Church shooting attorney calls state prosecutor ‘reckless’
According to the filing, the federal hate crimes statute, while laudable in its intent, “cannot withstand constitutional scrutiny. because it affords the federal government virtually unchecked discretion to prosecute crimes already being punished by the states”.
The court documents, which were filed Tuesday, assert that the case against Roof should be handled by the state of SC. During a weekly Bible study at the church, Roof, then 21, allegedly opened fire with a handgun and killed the attending parishioners.

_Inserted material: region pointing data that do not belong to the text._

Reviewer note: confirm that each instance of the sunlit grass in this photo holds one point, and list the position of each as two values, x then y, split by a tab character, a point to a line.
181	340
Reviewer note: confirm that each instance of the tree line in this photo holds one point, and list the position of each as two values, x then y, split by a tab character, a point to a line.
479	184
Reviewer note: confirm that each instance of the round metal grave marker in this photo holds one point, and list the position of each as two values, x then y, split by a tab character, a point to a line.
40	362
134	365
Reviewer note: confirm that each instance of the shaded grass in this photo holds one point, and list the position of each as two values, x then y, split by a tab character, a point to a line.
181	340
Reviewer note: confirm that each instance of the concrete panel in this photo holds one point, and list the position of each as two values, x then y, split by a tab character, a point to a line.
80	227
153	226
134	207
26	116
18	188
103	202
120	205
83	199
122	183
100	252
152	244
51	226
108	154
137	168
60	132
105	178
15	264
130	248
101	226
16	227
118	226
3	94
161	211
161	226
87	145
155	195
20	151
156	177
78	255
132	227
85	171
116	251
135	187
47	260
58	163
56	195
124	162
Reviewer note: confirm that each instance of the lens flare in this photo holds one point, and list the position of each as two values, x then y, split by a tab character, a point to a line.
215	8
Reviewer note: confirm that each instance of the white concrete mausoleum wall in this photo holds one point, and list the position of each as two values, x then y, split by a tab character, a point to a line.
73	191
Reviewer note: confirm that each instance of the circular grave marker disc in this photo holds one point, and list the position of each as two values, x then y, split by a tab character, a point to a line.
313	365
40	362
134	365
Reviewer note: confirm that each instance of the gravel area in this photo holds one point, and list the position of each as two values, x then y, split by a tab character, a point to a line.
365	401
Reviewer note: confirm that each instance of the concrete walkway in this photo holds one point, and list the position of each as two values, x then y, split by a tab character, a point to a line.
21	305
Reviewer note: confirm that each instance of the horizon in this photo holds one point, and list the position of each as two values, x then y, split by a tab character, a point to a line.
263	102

The charges, therefore, can’t be interpreted to have any effect on interstate commerce – a provision that governs federal crimes – as the “statutory provision contains no reference to commerce or economic activity other than a boiler-plate jurisdictional element”.
Late Tuesday, Roof’s defense team filed a 34-page motion urging Gergel to dismiss last year’s federal indictment of Roof that has led to federal prosecutors seeking the death penalty.
Jury selection for Roof’s federal trial is scheduled to start on November 7. She cited the Commerce Clause and the Fifth and Thirteenth Amendments, and argued the case should be left to the state.
The state case is scheduled for trial on January 17, 2017.
Drake called Wilson a “terrific, capable, smart and excellent trial lawyer” who also at one point worked as a federal prosecutor.
Roof’s attorneys claim that he will plead guilty if the government drops its pursuit of the death penalty. While it may seem that state and federal officials disagree at times, she wrote, “at the end of the day, we are all after the same thing justice”.
Also, prosecutors said, they were also anxious that defense lawyers might make a last-minute request to changes the trial’s location, now set for Charleston, to another place in the state. Prosecutors have until July 25 to respond.
Court papers including the deadline and proof the federal government had been served with the lawsuits were filed Wednesday in court.
COLUMBIA, S.C. (AP) An attorney for the man facing dual death-penalty trials in the shootings of nine churchgoers in SC says a state prosecutor’s desire to go to trial before federal authorities is “reckless and shortsighted”.
Roof, 22, is charged with 33 federal violations, including hate crimes and obstructing the practice of religion, for the June 2015 shootings at Emanuel AME in Charleston.
FBI Director James Comey has said Roof should not have been able to buy the gun.
Public defender Ashley Pennington says that if Solicitor Scarlett Wilson wants justice, she should accept Dylann Roof’s offer to plead guilty in exchange for a life sentence. Prosecutors in that case have not said if they will pursue the death penalty.
On June 18, 2015, Roof was arrested by authorities in North Carolina, for an arrest warrant issued by the State of SC.